La historia de un Historiador

La historia de un Historiador

Un viaje por el trayecto de decisiones y un momento de luz a través de la orientación vocacional de la especialista Denisse Castro.

Y como bien nos enseñó Gertrude Stein (escritora y mecenas que impulsó la carrera de artistas como Pablo Picasso y Matisse), tal vez nos confundimos cuando creemos que nacimos para ser siempre el navegante y no saber las virtudes de ser la corriente, el mar y el viento que lo lleva a su destino.

Él, desde la tensión que genera la toma de decisiones vitales, trata de recordar un momento en que fue feliz. Se puede creer que fue en el instante en el que se dio cuenta de que los negocios eran una manera de conquistar el mundo. Desde esa premisa, comenzó a buscar su camino por distintas vías. La universidad UNIBE fue su primera opción, pero para su sorpresa la carrera que escogió, Administración de Empresa, fue una decepción, no le gustaba para nada.

Creyendo que el sistema era el responsable de su falta de entusiasmo, aprovecha la facilidad que tiene para viajar a Austria. Pero también aquel intento resultó un desastre total, termina peleando constantemente con el sistema, con el idioma y el modo de vida de aquel lugar. Solo un factor de cambio se veía venir en esos días y era su facilidad para socializar con los grupos más susceptibles, en este caso los Árabes, que incluso eran temidos.

Pero todo seguía igual de desconcertante. En ese país reprueba la Contabilidad y se empeña en pensar que los profesores tenían algo en su contra y se empecinó en seguir con la carrera, a pesar de las señales de alto. La pesadez en esos momentos era insoportable para él. Y la confianza individual y colectiva comenzó a quebrantarse de nuevo. Sus padres ya no creían en él, algo que le agobiaba, pues siempre tenía en su mente el fuerte deseo de cumplir las expectativas que ellos depositaron en él.

Y así fue como un día nos sentamos. Comenzamos a explorar en su mente y corazón buscando cuál era su fuente de felicidad. Como Asesora Vocacional sé que muchas veces esa información se encuentra muy oculta detrás de muchas trabas y falsas interpretaciones de lo que debemos hacer con nuestras vidas. Observando sus aptitudes comenzamos a dar en el clavo.

Resulta que le gustaba mucho investigar, leer, meterse en garajes a buscar piezas y hallazgos inusitados. Vimos que con apenas 15 años tuvo la oportunidad de trabajar para El Archivo General de la Nación, época que disfrutó más que nada. La búsqueda seguía y comenzamos a aprender de sus verdaderas aficiones. Resulta que ama las biografías, allí, en el Archivo General, amaba explorar y leer libros, buscar reportes antiguos, escavar en lo más profundo de aquellos anaqueles y explorar hasta el cansancio. Y por fin damos con una repuesta.

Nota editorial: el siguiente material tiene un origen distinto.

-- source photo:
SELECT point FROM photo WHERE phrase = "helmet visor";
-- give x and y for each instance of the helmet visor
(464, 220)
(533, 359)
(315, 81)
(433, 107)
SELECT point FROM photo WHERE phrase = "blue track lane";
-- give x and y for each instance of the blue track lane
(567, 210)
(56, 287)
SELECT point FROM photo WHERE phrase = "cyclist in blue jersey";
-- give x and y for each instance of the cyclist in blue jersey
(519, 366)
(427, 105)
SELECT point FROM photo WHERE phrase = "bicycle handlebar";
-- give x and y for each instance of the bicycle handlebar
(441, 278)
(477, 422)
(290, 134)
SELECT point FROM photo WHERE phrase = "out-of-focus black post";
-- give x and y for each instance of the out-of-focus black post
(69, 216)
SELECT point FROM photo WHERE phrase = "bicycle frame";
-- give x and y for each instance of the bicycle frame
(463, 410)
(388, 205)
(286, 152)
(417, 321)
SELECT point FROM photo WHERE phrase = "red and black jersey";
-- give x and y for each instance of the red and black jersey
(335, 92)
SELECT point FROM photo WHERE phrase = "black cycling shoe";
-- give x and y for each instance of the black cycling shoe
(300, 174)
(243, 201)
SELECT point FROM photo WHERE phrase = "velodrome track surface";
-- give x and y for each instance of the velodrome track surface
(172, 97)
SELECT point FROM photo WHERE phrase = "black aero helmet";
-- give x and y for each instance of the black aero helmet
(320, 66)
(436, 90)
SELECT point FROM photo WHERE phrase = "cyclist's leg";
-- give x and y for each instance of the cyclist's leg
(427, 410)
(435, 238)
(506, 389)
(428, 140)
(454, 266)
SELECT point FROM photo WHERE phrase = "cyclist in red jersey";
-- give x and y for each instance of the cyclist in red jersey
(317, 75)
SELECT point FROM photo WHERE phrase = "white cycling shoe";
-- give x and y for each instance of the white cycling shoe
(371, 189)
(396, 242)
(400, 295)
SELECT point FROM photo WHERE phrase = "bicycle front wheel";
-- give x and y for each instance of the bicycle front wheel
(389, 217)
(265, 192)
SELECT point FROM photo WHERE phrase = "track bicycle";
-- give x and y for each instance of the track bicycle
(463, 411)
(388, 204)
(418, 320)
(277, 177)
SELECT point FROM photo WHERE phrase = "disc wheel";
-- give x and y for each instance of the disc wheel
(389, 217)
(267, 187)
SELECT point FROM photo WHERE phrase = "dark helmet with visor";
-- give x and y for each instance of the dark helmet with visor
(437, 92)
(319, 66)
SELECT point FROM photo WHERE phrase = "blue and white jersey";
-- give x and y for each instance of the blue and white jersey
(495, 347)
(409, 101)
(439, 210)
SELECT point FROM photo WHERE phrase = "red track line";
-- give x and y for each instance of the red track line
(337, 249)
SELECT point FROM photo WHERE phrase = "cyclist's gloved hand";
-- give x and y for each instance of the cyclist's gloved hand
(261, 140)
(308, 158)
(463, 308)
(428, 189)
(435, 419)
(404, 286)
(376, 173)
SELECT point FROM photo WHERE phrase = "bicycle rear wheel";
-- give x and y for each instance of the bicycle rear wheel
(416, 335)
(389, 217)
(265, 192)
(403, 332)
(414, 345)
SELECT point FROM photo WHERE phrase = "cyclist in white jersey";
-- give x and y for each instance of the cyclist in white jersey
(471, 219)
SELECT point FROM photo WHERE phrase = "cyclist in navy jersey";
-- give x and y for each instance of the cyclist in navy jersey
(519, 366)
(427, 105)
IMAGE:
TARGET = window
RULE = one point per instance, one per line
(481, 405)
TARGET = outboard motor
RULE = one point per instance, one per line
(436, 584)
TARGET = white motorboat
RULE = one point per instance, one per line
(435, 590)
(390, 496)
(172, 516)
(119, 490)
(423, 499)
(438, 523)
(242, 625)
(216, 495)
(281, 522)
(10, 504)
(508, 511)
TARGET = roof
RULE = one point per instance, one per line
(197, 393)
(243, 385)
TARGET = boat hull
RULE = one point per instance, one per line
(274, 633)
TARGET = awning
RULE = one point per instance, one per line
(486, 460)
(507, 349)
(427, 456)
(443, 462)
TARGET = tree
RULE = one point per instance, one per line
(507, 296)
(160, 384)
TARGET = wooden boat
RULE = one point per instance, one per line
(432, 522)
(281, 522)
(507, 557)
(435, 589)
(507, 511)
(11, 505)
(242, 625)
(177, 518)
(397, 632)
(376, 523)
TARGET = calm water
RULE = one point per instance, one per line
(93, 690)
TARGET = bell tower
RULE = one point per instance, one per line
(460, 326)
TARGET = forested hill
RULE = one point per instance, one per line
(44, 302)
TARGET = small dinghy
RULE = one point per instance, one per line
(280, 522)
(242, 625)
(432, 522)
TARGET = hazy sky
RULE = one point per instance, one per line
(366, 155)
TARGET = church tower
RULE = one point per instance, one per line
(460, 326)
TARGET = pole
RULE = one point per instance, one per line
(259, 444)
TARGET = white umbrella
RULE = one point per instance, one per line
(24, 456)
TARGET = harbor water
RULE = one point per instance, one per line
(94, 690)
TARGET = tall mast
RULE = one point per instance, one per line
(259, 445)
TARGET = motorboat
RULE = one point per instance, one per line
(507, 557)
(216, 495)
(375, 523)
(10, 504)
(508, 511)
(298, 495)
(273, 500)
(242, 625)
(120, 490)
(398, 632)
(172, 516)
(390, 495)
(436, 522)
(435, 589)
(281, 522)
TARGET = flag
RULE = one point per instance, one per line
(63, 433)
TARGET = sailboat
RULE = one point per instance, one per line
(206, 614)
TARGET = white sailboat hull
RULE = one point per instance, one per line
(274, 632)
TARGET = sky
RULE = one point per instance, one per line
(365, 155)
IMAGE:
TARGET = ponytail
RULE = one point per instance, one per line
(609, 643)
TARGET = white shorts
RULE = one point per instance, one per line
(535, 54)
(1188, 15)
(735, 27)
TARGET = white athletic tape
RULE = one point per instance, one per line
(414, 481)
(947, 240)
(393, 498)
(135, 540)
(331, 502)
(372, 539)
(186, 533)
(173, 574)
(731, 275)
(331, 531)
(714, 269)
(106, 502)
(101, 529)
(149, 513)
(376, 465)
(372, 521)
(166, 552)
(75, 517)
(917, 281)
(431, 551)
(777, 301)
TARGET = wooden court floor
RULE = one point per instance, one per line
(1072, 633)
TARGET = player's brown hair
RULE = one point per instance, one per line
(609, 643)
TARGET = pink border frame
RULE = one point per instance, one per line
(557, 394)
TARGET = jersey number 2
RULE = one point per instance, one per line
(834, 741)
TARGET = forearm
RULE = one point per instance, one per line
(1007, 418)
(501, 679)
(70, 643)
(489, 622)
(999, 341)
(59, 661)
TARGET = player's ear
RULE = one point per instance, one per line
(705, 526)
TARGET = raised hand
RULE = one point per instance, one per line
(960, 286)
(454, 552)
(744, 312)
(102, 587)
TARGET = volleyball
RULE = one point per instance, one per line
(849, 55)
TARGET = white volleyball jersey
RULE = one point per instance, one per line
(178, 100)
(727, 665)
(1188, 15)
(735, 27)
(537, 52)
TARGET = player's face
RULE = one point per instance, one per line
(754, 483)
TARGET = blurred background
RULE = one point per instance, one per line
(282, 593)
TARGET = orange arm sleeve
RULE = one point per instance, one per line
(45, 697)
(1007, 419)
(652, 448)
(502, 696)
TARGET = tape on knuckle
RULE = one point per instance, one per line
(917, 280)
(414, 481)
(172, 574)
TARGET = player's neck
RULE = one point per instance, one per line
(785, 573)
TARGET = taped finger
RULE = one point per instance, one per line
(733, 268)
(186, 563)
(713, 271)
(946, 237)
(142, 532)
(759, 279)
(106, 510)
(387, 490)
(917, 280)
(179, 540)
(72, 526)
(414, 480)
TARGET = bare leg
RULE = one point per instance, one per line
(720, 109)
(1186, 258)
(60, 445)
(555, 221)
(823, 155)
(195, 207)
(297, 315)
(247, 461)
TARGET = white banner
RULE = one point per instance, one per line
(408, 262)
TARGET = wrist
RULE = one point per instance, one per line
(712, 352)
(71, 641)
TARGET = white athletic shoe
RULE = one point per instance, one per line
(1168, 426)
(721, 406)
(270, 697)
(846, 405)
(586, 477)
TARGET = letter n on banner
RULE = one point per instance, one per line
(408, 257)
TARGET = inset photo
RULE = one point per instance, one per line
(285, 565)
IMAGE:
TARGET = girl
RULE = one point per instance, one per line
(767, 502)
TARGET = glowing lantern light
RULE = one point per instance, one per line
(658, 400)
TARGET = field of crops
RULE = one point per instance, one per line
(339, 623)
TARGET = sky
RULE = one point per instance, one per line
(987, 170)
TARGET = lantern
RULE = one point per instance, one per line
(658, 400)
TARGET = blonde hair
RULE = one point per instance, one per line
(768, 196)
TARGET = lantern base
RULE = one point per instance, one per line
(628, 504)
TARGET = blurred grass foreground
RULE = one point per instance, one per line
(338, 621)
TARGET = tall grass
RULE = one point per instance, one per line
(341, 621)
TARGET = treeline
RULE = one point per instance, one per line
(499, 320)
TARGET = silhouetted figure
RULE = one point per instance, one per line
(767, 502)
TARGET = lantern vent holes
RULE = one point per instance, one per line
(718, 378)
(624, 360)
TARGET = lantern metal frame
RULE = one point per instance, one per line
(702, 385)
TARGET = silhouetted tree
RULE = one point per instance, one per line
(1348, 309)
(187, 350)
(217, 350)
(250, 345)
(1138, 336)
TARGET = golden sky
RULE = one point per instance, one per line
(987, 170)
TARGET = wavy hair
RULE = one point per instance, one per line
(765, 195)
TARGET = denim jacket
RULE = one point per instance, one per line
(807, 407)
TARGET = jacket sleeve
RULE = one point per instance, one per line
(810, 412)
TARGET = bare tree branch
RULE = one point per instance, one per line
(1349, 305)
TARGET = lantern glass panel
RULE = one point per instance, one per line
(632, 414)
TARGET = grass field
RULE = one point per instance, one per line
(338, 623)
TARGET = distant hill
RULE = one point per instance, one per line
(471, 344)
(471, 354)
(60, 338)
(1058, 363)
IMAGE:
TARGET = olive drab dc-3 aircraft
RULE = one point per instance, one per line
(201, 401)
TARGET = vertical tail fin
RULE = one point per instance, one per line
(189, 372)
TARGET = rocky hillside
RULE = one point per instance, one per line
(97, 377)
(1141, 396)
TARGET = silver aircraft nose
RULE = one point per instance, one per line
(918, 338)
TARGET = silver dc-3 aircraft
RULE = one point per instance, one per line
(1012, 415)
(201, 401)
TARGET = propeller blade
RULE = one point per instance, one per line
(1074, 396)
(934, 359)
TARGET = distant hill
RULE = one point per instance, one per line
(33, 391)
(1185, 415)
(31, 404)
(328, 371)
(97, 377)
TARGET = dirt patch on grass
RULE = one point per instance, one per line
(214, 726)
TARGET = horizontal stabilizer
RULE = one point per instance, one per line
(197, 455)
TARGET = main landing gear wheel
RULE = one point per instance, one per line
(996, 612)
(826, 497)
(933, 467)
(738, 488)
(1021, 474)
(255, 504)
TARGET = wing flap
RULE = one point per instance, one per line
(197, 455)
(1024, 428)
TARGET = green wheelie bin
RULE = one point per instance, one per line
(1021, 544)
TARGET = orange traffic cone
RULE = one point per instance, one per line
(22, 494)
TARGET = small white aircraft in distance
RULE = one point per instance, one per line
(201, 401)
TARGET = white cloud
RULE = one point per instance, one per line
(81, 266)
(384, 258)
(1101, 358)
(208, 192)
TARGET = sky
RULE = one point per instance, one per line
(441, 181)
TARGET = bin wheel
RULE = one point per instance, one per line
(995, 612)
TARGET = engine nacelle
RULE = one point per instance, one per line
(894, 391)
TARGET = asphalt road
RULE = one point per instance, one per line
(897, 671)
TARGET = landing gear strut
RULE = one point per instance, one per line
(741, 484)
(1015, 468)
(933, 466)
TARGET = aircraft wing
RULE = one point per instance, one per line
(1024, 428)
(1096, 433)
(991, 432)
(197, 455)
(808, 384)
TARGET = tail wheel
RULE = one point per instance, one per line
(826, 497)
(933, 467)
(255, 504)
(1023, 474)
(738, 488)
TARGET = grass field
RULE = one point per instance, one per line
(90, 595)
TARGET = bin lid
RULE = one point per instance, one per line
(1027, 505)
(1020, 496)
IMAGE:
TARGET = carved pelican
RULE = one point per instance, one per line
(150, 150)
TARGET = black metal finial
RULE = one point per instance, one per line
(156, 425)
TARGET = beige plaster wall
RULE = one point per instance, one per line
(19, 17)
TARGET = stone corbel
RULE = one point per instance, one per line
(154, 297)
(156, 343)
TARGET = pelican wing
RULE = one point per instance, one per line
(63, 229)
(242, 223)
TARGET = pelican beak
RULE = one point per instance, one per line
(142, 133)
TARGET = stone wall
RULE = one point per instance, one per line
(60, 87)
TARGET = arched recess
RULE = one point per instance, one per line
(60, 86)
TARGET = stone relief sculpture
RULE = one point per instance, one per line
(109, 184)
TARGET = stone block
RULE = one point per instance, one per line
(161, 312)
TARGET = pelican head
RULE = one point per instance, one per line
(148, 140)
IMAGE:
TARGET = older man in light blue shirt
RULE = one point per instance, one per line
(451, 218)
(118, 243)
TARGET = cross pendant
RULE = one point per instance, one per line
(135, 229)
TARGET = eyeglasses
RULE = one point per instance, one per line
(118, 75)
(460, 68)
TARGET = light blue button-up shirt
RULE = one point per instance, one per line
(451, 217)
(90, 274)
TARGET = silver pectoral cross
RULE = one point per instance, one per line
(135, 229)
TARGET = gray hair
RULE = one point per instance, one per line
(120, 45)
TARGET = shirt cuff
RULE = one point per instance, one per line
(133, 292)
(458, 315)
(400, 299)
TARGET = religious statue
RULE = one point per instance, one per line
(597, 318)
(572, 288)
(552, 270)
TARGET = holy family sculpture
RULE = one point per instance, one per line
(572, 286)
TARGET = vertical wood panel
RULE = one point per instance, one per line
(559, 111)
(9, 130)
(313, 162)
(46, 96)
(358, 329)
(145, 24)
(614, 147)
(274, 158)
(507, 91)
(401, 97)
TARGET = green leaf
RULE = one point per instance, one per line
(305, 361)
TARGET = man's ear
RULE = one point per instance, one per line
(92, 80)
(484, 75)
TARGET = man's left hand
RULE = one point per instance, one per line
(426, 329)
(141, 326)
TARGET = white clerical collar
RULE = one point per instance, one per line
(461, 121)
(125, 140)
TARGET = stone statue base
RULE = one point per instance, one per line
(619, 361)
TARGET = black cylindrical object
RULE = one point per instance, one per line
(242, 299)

Tú amas explorar, ¡deberías dedicarte a ser historiador!

Pero su respuesta fue una de tantas mentiras que por falta de guía no nos permiten avanzar en muestras vocaciones. Temía morirse de hambre porque, según él y los que estaban a su alrededor, esas profesiones no llegan a nada o bien pagan muy poco, pues la única vía de ejercerlas es el mal pagado Magisterio.

Y ésta es la parte en que rompemos los mitos. Comenzamos a indagar, utilizando los tests especiales, cuáles eran las ramas de aplicación de esta carrera. Exploramos sus aptitudes en donde encontramos también una fuerte inclinación a la capacidad de persuasión, de allí su confusión de creer estar inclinado a los negocios, por eso de que vender es persuadir.

Es así como todo tomó forma. Comenzamos a ver que tanto su vocación de historiador como su capacidad de persuasión iban muy bien de la mano. Y así comenzó a visualizar los proyectos que emprendería. Las grandes oportunidades que tiene con empresas importantes (como bancos, galerías, museos, edificaciones arquitectónicas de alto nivel) para ser quien guíe la compra de arte, la edificación de obras artísticas con importancia histórica, y muchos otros contextos en que podía desarrollar su pasión.

Y como ven esta es la historia de un historiador persuasivo que emprenderá el trayecto de su vida con amor y entrega por su vocación.

Basado en una historia real dentro de las consultas y casos de Denisse Castro, Asesora Vocacional.